WTO members are to meet in Seattle, United States, in November to kick start a new round of free-trade negotiations. Agriculture -- still a highly protected industry in rich countries -- will be high on the agenda.
Philippine Sugar Millers Association executive director Jose Maria Zabaleta said themanifesto was a cry for understanding from Asian sugar producers who were swamped by a flow of subsidised sugar into world markets.

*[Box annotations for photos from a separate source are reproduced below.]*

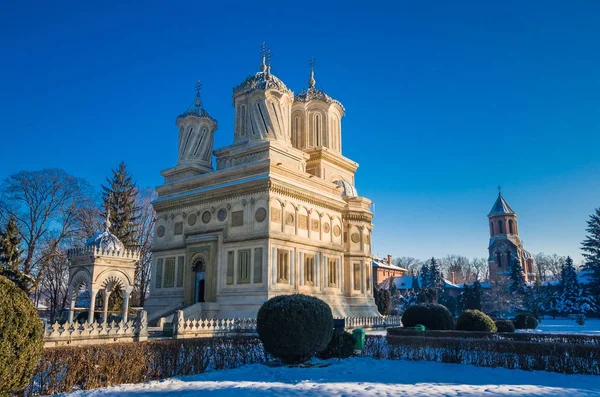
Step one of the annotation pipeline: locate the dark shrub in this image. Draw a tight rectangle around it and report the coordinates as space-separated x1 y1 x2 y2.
495 320 515 332
256 294 333 364
402 303 454 330
513 312 537 329
319 331 354 360
0 276 44 396
456 310 496 332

"Sugar is the most distorted commodity in the world and many negotiators, ministers of agriculture included, do not realise this," Zabaleta said in an interview.
Asian delegates said sugar prices, which tumbled to around 13-year lows this year, should not be used as a benchmark for further tariff cuts because they did not reflect production costs.
The manifesto blamed volatile prices on "fluctuations in prices of residual sugar from countries where production was distorted by subsidies and other political and non-economic factors". Industry analysts said the manifesto was a wake-up call for governments in the region to come to terms with how to shape their industries as world trade became more liberalised. "Any proposal on how to proceed with these negotiations is welcome," said Peter Baron, executive director of the International Sugar Organisation, a group of producerand consumer governments.
A core theme at the conference was that heavily subsidised sugar from the European Union had found its way into Asian markets such as India, causing world prices to weaken. The United States and Japan also have highly protected sugar markets.
"Both the EU and the US have sugar regimes which have contributed substantially to undermine the world sugar market, which is currently in crisis," said Mike Young, from Britain's state-controlled Commonwealth Development Corporation.
European delegates defended their regime and said support prices were being lowered and output was set to fall. But already, some Asian governments are coming under pressure to reverse sugar tariff cuts made in the last round of world trade talks, or as a condition of soft financial aid, and to rebuild protectionist walls around their struggling industries.
A Philippine industry delegate said the government was moving toward reversing its tariff-cuts commitment to the WTO. "If the government continues topush for the reduction of tariffs, then we will not be competitive," said president of the Philippine Sugar Millers Association V Francisco Varua. In Indonesia, where sugar tariffs have been cut to zero as a condition of International Monetary Fund aid, the sugar industry is also lobbying the government to rebuild tariff walls.